I went through school, I worked my way through, it took me seven years, I never borrowed a dime of money. He borrowed a little bit because we both were totally on our own when we went to college, totally. [...] I have very little tolerance for people who tell me that they graduate with $200,000 of debt or even $80,000 of debt because there’s no reason for that. We live in an opportunity society and people are forgetting that. I remind folks all the time that the Declaration of Independence says “life, liberty, and the pursuit of happiness.” You don’t have it dumped in your lap.The above quoted belongs to House Representative Virginia Foxx (R-NC), who probably didn't notice (or care to notice) how student tuition has risen over the past decade. Still, you have to admire someone who has the brass ovaries to deliver the most viciously polite form of "fuck you, got mine" to date. Very brassy for a woman who has a minimum of $500,000 in mortgages on two houses, according to her 2010 financial disclosure statements.
States have cut their higher education funding. The federal government's considering cuts to Pell Grants. Colleges everywhere are raising their tuition rates and employment opportunities remain scarce. Unless you luck out and get a scholarship or have your parents/endowment/inheritance/sugar daddy/corporate sponsor helping you out, student loans are your only port of entry on the voyage of college education.

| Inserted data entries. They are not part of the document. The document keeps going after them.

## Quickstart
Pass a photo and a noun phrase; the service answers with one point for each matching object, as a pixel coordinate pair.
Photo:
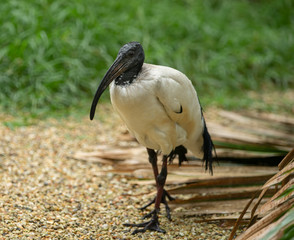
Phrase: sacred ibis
(160, 107)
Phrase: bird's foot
(165, 195)
(152, 225)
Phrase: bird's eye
(131, 53)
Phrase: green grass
(54, 53)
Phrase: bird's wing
(179, 99)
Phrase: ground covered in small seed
(46, 194)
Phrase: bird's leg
(153, 160)
(153, 224)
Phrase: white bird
(161, 109)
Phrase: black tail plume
(207, 148)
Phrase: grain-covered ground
(45, 194)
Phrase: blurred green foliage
(53, 53)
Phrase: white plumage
(161, 109)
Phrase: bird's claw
(164, 201)
(152, 225)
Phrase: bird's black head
(124, 70)
(132, 54)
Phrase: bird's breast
(145, 116)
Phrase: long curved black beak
(116, 69)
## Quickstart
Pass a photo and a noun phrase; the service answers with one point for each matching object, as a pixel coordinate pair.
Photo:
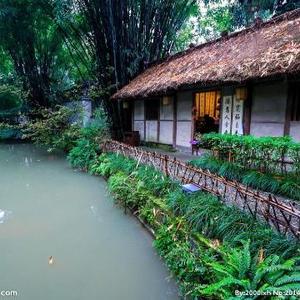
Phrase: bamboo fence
(284, 216)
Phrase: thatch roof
(269, 49)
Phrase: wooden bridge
(284, 216)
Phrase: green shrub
(53, 129)
(87, 147)
(213, 219)
(83, 154)
(239, 270)
(288, 186)
(204, 268)
(262, 153)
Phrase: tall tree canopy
(50, 45)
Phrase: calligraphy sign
(226, 114)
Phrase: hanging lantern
(241, 93)
(166, 100)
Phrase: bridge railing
(283, 215)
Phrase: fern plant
(239, 270)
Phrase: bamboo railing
(284, 216)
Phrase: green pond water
(48, 209)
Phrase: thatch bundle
(269, 49)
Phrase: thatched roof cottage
(247, 82)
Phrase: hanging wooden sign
(226, 114)
(237, 116)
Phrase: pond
(47, 209)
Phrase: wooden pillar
(288, 110)
(158, 119)
(248, 108)
(144, 119)
(174, 120)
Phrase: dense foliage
(288, 186)
(87, 145)
(53, 128)
(212, 250)
(266, 154)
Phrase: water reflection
(98, 252)
(4, 215)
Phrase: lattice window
(295, 111)
(152, 109)
(207, 104)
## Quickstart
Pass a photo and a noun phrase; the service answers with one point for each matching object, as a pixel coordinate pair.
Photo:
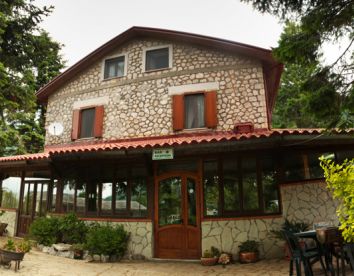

Virginia Ann Foxx graduated from the University of North Carolina at Chapel Hill back in 1968 with a bachelors degree and attained her Masters degree in 1972. According to the National Center for Education Statistics, the average cost of a four-year university during 1968-1969 was around $1,245 per year. Adjusted for inflation, that amounts to $7714. Today, it'll cost you $20,660 for a year of full-time study (including room and board) if you're a N.C. resident and over $41,000 if you're not. Meanwhile, Harvard tuition costs add up to $53,000 per year, $36,000 if you cut out room and board. Little wonder some people are walking around with over $200k of student loan debt.
Foxx says she worked her way through school. With the average cost of tuition and the wages offered by most part-time jobs, students who go at it that way will be lucky to pay for food and books. It's possible to cut corners here and there, but it doesn't add up to much. I lucked out with Pell Grants, cheap in-state tuition and cut out the room and board costs by staying close to home for the last two years of college. I also had a part-time job that didn't do much against my overall tuition bill, but it helped with food and books. If you split the apartment rent with roommates, eat beans and rice and refrain from silly shit like iPads, spinning rims* and the like, you'll be able to survive. Barely.
You'll still need student loans for the vast majority of your tuition costs, unless you find spending five years of less-than-part time matriculation at a community college for a two-year associates degree to be more your thing. Not that there's anything wrong with that**.
If Foxx thinks having $200k of student loan debt is unacceptable, then perhaps she could do her part to help lower the cost of college tuition around the country. After all, she happens to chair the House Subcommittee on Higher Education.
* I've seen students take the leftovers of their student loans and buy some of the silliest shit imaginable.
** Most jobs require a bachelors degree, at minimum.